Objective Risankizumab is an interleukin-23 p19 subunit inhibitor which received approval for Crohn’s disease (CD) by UK licensing authorities in May 2023. Our aim was to evaluate the real-world outcomes of risankizumab in the UK. Design We conducted a retrospective, multicentre, cohort study of patients with CD treated with risankizumab across 25 health boards in the UK between 1 January 2021 and 1 November 2024. Our primary outcome was treatment persistence at 6 months. Our secondary endpoints were steroid-free clinical remission (Harvey-Bradshaw index <5), C-reactive protein (CRP) remission (CRP ≤5 mg) and faecal calprotectin (FCAL) remission (FCAL <250 µg/g). Results We included 763 patients with a median follow-up time of 27 weeks (IQR 18–41 weeks) with a total of 432 and 110 patients having 6-month and 12-month data available.

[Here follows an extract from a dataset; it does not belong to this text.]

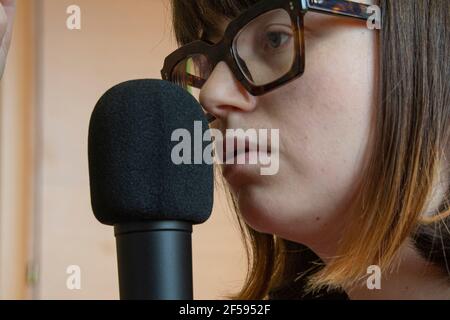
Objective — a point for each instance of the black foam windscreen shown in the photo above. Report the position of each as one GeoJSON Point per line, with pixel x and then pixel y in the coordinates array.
{"type": "Point", "coordinates": [132, 175]}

The median number of advanced therapy exposures was 3 (2–4), with 92% (704/763) having failed anti-tumour necrosis factor therapy and 72% (548/763) having failed ustekinumab. Treatment persistence at 6 and 12 months was 95.4% and 89.2%, respectively. Unadjusted persistence rates for ustekinumab-naive versus ustekinumab-exposed patients were 92.7% vs 95.3% and 89.0% vs 74.2% at 6 and 12 months, respectively (p=0.62). Rates of clinical, CRP and FCAL remission were 52% (123/236), 53% (169/319) and 44% (69/156) at 6 months. Rates of clinical remission for ustekinumab naive versus exposed were 57% (29/51) vs 51% (94/185) (p=0.54) 6 months. Adverse events occurred in 17% (n=127) of the cohort, of which 12% (n=92) were serious. Conclusion Risankizumab was effective in a large, real-world, medically refractory CD cohort with excellent persistence and good clinical and biochemical remission rates.